Un coffre-fort numérique pour transférer les documents confidentiels
Trois solutions pour l’envoi ou le stockage sécurisé de documents sont lancées ces jours-ci par deux post-doctorants de l’EPFL. Elles ont en commun de rendre les données illisibles sans un code choisi par l’utilisateur.
Pour rendre les documents numériques inaccessibles à un tiers, deux post-doctorants de l’EPFL ont créé la start-up Di55erent autour de trois nouveaux outils. Les solutions développées ressemblent fort, sur le principe, à des méthodes ancestrales: placer les dossiers dans un coffre-fort dont seul l’auteur détient la clef ou les répartir à divers endroits, tel un puzzle que seul un code permettra de reconstituer.
MakeSends, sur la base d’un mot de passe choisi par l’utilisateur, génère un cryptage suffisamment puissant pour assurer un transfert sécurisé. « Personne ne peut décrypter ces documents sans le code, pas même nous», précise Radhakrishna Achanta, l’un des chercheurs. Avec un bon mot de passe, le temps de calcul pour le trouver est extrêmement long. C’est comme ouvrir un coffre-fort manuellement en essayant toutes les combinaisons possibles une par une: c’est possible, mais cela prend des années. Le niveau de sécurité est similaire à celui d’un paiement bancaire en ligne : il y a deux niveaux d’identification. Seul le bon mot de passe, qui peut être transmis au destinataire par sms ou téléphone, permet de reconstituer le dossier.

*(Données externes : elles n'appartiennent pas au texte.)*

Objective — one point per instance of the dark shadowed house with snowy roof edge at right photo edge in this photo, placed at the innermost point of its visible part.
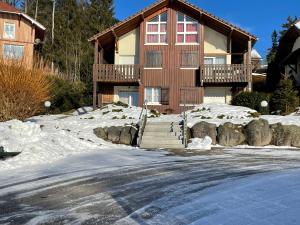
(288, 54)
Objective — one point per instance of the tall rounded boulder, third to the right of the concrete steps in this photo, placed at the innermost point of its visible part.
(258, 133)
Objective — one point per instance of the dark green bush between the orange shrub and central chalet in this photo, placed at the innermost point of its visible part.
(67, 96)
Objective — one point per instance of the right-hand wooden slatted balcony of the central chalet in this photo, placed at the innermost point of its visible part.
(231, 73)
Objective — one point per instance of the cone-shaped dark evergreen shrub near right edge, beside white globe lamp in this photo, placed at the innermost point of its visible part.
(285, 98)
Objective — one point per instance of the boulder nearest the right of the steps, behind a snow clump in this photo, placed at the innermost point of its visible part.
(203, 129)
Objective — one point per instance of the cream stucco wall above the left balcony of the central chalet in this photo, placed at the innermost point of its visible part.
(128, 45)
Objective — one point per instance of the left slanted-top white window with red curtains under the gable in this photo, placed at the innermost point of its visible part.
(156, 32)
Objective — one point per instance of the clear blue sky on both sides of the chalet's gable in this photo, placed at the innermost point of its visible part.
(259, 17)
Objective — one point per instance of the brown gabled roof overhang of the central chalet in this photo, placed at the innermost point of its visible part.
(124, 26)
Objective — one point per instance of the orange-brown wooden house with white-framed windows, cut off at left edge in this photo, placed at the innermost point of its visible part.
(20, 34)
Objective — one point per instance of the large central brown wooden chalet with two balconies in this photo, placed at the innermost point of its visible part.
(172, 54)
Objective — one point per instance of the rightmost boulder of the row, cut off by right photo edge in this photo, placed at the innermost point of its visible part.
(285, 135)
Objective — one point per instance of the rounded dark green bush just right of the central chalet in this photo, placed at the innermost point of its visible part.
(252, 100)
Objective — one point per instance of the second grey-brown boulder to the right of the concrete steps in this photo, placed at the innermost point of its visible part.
(230, 134)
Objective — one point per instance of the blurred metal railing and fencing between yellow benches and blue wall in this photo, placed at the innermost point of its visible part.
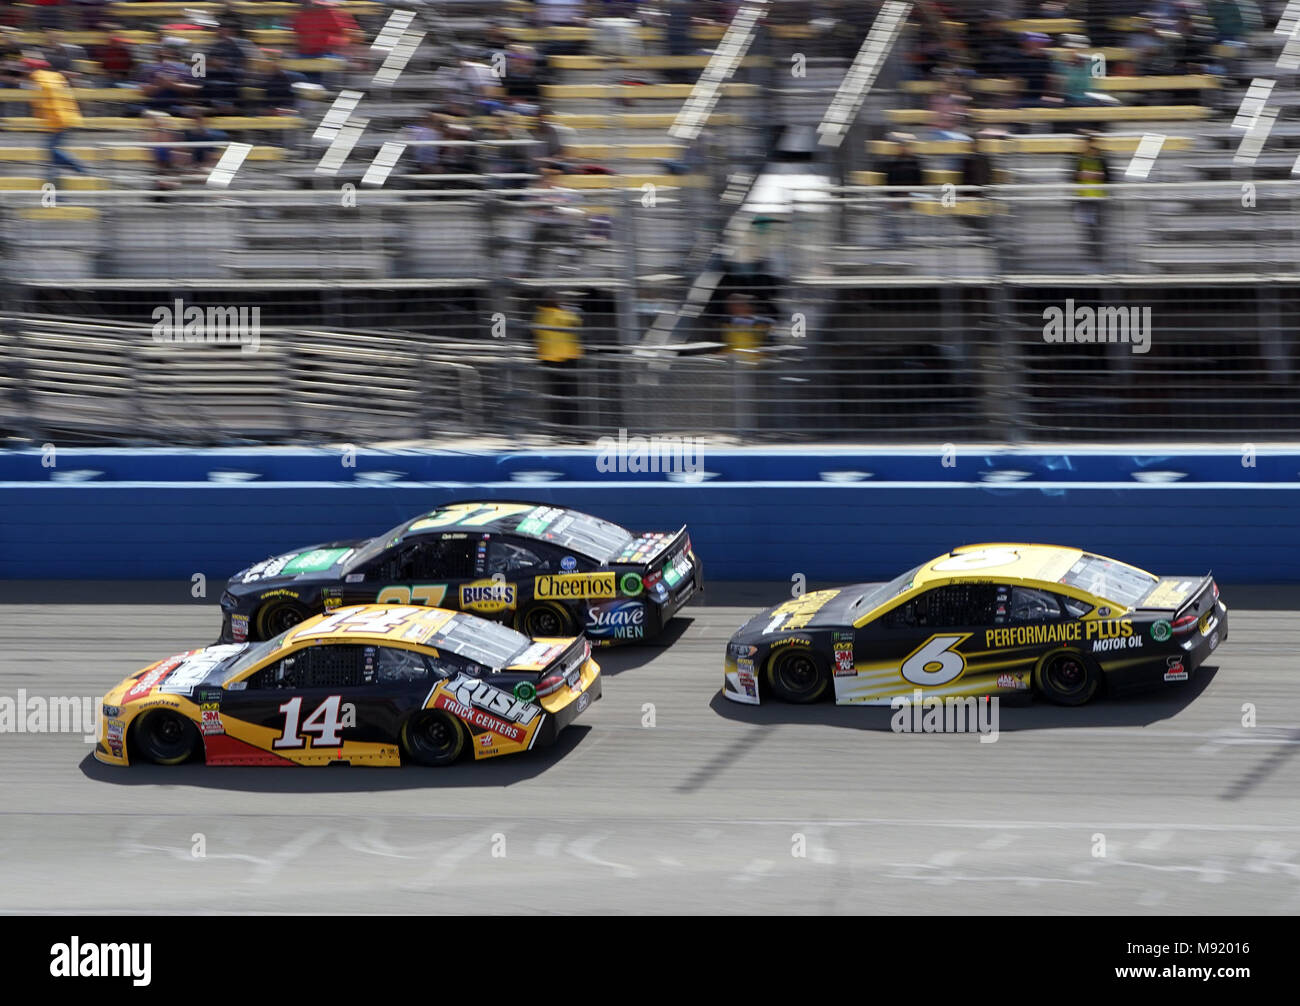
(885, 315)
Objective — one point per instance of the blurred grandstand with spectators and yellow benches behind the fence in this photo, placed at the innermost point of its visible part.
(899, 277)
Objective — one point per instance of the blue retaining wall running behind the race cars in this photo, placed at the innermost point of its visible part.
(753, 514)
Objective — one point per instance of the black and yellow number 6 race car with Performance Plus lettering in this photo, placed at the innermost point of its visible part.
(982, 621)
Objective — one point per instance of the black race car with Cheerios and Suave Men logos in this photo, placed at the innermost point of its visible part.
(547, 571)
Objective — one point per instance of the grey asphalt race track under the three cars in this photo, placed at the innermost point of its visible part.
(700, 813)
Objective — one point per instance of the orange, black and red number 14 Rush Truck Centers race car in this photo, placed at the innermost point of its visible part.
(370, 686)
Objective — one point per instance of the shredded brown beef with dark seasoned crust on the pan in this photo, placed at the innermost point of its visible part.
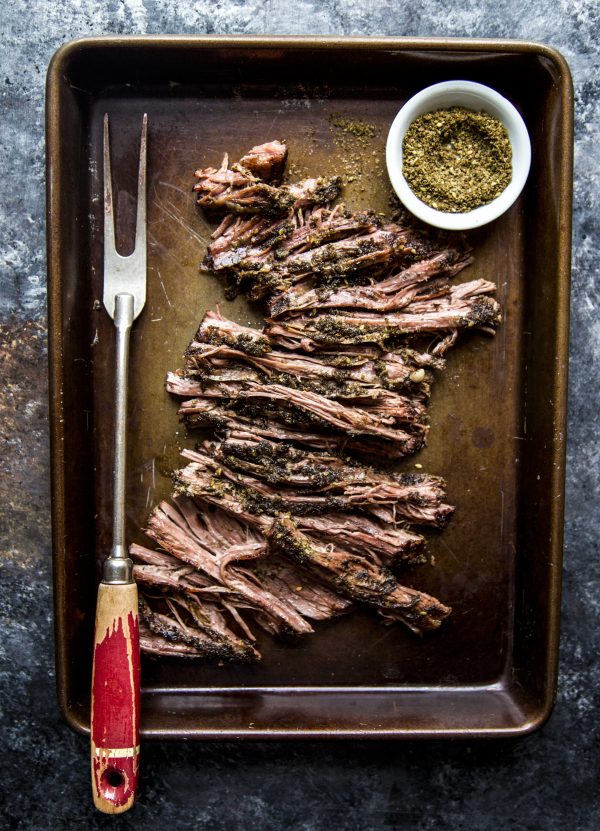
(288, 513)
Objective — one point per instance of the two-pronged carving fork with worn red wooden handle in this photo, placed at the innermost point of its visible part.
(115, 711)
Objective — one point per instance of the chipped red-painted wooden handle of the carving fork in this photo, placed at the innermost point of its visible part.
(116, 699)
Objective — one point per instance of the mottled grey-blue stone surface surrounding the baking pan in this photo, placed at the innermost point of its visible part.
(548, 781)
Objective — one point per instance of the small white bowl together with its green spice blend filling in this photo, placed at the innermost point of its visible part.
(479, 167)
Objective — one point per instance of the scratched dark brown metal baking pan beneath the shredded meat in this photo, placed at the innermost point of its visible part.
(497, 413)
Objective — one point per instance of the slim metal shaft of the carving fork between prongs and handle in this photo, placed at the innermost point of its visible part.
(118, 567)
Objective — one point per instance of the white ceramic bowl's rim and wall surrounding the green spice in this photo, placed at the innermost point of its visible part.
(474, 97)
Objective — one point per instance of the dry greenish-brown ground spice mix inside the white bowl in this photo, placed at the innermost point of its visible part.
(456, 160)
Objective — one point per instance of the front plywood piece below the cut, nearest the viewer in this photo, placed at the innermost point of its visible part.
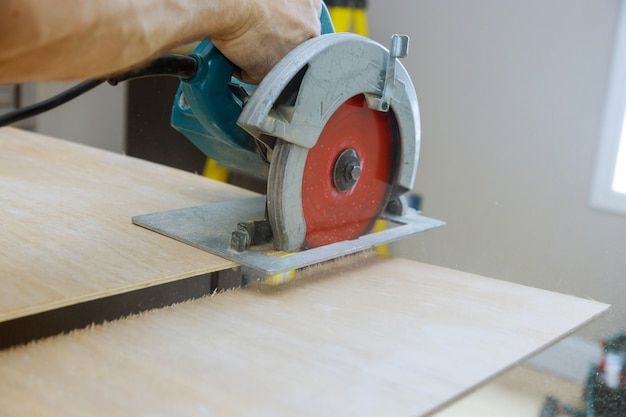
(388, 338)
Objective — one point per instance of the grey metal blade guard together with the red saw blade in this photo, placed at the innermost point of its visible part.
(342, 116)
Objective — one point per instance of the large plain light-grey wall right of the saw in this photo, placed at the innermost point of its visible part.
(511, 95)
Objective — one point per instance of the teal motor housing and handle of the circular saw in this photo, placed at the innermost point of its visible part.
(205, 110)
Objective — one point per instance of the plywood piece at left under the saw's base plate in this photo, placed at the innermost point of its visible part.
(65, 223)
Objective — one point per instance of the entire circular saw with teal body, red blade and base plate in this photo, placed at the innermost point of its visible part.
(334, 129)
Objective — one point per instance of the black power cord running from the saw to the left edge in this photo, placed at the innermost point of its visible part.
(181, 66)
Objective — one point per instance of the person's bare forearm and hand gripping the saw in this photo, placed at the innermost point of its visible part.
(97, 38)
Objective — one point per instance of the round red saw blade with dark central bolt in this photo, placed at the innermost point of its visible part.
(348, 174)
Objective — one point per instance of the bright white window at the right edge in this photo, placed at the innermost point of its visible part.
(609, 184)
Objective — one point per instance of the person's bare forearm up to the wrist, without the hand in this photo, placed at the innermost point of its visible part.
(49, 39)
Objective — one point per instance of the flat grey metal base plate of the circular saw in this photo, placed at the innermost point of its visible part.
(209, 227)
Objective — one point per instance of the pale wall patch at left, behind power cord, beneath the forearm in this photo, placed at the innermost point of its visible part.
(97, 118)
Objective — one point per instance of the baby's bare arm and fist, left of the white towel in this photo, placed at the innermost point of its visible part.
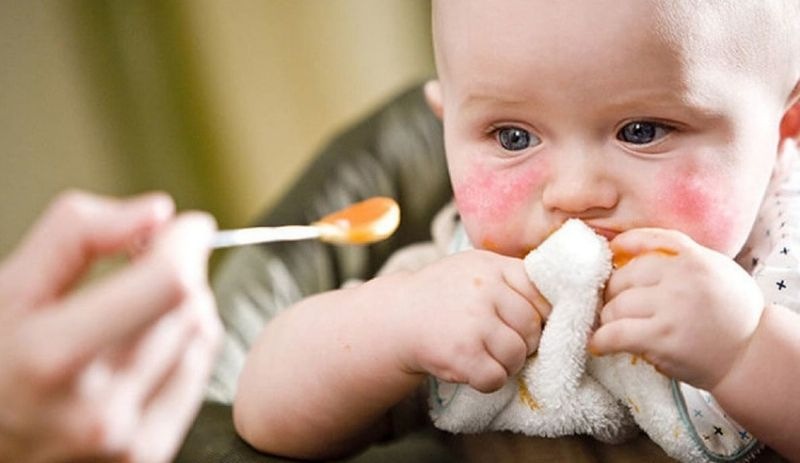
(323, 374)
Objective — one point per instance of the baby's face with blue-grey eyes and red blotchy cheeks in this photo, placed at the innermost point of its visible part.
(601, 110)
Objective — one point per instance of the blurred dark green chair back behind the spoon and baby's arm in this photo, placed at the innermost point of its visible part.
(397, 151)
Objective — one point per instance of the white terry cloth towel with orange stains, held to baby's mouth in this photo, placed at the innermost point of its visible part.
(562, 390)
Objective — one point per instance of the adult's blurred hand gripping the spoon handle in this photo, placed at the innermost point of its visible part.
(113, 370)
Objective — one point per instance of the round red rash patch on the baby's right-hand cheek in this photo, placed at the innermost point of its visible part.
(701, 203)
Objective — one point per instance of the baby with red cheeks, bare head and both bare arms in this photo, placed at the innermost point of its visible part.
(660, 124)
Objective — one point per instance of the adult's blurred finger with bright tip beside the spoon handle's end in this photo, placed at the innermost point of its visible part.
(117, 309)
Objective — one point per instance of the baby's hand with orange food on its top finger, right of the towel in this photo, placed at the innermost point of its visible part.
(688, 310)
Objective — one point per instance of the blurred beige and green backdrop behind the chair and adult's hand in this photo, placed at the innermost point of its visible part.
(218, 102)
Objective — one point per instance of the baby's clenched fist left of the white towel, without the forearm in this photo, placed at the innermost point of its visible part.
(472, 317)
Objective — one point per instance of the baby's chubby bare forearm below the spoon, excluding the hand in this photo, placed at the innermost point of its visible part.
(322, 376)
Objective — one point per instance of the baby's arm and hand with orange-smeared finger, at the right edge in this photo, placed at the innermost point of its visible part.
(700, 318)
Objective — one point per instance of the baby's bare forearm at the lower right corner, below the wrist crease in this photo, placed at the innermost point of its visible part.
(761, 391)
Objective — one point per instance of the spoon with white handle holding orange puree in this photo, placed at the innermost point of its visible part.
(361, 223)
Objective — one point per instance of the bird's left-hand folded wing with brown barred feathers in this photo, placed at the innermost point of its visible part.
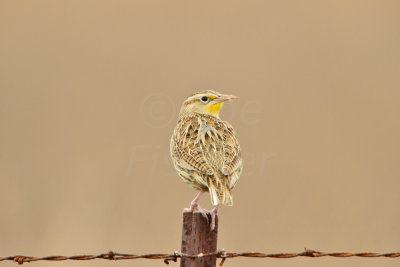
(186, 147)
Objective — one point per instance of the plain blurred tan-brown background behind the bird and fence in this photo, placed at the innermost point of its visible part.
(89, 94)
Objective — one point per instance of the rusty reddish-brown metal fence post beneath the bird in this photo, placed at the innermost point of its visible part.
(197, 238)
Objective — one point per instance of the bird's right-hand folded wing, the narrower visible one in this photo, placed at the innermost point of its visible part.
(231, 152)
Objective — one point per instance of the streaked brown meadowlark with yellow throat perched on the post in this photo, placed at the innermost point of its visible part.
(205, 150)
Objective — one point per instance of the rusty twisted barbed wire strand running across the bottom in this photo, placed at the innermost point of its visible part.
(222, 254)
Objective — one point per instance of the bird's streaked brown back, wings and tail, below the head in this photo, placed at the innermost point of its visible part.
(206, 153)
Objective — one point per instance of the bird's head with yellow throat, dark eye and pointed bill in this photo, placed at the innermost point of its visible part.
(205, 102)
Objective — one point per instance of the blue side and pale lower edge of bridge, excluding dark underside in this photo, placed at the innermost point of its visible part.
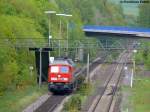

Nul besoin d’être un as de l’informatique pour tirer parti de ce système. L’utilisateur choisit un code, le saisit dans la fenêtre prévue à cet effet, clique sur «envoyer» et le tour est joué. Différentes solutions pour améliorer la sécurité des dossiers existaient déjà. Certaines permettent de crypter les fichiers pendant la transmission, d’autres sécurisent le document une fois qu’il est déjà sur le serveur internet. « Ces systèmes comportent des failles, explique Thomas Lochmatter, cofondateur de la start-up. Dans le premier cas, les dossiers ne sont confidentiels que pendant le transfert, mais lisibles au départ et à l’arrivée. Ce système ne prévient donc que de l’attaque « man-in-the-middle ». Dans le second, la société qui s’occupe du transfert sécurisé a accès aux données. Les employés peuvent donc les lire».
Cet outil constitue une parade sécuritaire qui permet par exemple de passer outre l’ouverture, demandée par la National security agency et la FBI, des serveurs des neuf plus importantes compagnies américaines liées à internet. Ce large accès permet aux services secrets d’avoir accès à tous les chats audio et vidéo, aux photos, emails, et autres documents de tout un chacun. Plusieurs journaux américains ont rendu publique cette affaire durant l’été 2013. Le but avoué ? Permettre aux analystes de rechercher des cibles étrangères mal intentionnées. «Notre solution permet de garder un éventuel contrôle sur l’auteur et le destinataire, mais rend illisible les documents», soulignent les chercheurs.
Sur la base des technologies utilisées pour MakeSends, la société a développé deux autres systèmes permettant à tout un chacun de rendre ses documents illisibles par un tiers. L’un permet d’encrypter les documents avant de les mettre sur un serveur. Grâce à Swi5t, un code permet de crypter les données dans un fichier HTML qui peut ensuite être envoyé en toute sécurité sur un cloud. L’autre produit, uKeepIt, crypte et ensuite dispatche les fragments de fichiers sur un ou plusiers clouds, à la manière d’un puzzle. Seul le mot de passe permet de retrouver tous les morceaux.